Tuesday, January 30, 2007

Defining learning design

I have often felt that defining a learning designer's role is like trying to nail jelly to a wall. Especially when I am trying to explain to an "outsider" what it is that I do. However, I think I might have just found a new favourite blogger in the shape of Patrick Dunn of Networked Learning Design, who goes a long way towards giving the role some shape. I am just disappointed that I couldn't find an RSS feed to the blog so that I could subscribe (happy to be proved wrong, by the way).

Thanks to Mark Berthelemy who emailed me the link to this post about the learning designer as an architect. The fact that the link came from Mark is no coincidence: we work together on the same team: he as a solutions architect, while I am a learning designer. The boundary between his role and mine has never really been clear. There are things that I think I should so and things I will need Mark to do. These are unlikely to mirror exactly the things he thinks he should do and the things he needs me to do. I confess I am probably the more precious of the two when there is overlap.

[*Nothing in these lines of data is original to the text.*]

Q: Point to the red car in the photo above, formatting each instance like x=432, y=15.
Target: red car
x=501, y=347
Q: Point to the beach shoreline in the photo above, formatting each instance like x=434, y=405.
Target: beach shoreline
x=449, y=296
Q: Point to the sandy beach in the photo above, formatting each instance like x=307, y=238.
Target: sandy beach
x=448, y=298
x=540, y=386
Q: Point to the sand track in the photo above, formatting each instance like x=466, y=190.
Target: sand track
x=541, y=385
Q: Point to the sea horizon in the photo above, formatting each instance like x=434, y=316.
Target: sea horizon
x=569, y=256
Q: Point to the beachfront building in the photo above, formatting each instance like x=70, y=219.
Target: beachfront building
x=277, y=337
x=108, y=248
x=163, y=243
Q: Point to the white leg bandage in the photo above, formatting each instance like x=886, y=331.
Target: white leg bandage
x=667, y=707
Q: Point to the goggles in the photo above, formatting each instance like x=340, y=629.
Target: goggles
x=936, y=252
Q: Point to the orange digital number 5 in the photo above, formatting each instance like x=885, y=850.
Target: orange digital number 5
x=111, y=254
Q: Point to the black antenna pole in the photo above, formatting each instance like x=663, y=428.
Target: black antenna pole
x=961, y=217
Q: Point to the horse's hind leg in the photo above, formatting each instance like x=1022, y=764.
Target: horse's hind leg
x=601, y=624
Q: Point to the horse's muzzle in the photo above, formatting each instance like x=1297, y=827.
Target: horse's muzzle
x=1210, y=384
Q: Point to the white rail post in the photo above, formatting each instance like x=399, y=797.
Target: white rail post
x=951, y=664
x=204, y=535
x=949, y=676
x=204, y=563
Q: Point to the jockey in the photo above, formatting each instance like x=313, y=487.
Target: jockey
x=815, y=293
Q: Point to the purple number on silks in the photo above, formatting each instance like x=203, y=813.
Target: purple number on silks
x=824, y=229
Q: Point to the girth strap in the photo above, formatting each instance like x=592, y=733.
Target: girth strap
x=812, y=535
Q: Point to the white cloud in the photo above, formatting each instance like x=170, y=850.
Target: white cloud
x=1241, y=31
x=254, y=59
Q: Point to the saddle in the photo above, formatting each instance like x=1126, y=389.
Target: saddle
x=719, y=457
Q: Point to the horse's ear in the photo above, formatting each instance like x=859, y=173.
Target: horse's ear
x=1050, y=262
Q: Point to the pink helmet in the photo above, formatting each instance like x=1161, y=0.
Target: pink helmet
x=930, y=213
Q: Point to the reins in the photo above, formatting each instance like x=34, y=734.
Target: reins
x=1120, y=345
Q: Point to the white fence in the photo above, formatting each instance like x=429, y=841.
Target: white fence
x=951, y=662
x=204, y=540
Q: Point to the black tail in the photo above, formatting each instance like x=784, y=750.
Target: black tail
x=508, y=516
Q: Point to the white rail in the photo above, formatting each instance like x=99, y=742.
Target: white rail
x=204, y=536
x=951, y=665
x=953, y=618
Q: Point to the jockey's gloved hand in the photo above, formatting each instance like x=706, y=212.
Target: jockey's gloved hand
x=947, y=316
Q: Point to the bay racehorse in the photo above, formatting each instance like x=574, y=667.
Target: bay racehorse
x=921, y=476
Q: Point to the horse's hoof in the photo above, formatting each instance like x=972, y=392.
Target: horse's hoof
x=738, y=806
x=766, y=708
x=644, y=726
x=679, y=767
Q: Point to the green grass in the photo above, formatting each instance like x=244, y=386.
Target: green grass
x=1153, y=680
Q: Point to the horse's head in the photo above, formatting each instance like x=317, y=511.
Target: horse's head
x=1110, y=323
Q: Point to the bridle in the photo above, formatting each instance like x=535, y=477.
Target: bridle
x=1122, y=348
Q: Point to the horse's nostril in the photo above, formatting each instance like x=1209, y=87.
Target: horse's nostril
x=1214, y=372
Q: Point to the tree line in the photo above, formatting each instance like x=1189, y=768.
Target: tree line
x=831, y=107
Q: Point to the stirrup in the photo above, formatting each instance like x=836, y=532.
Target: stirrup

However, I have a tendency to approach each project with a sense of panic that I have no idea how to do this. In my more objective moments, I see this as a good thing. Each new project is a whole voyage of discovery. A new adventure with a new destination. What are the learner's needs? What do we want the learner's experience to be? What tools are there out there that will help us achieve that? Which of those tools will work within the client company's constraints? How are we going to engage the learner? And a host of other questions. I have no interest in duplicating the last project for the new client. As Patrick Dunn suggests, we can use patterns and prompts to get the creative juices flowing, but who wants to get stuck in a mechanistic re-use rut? Bleagh!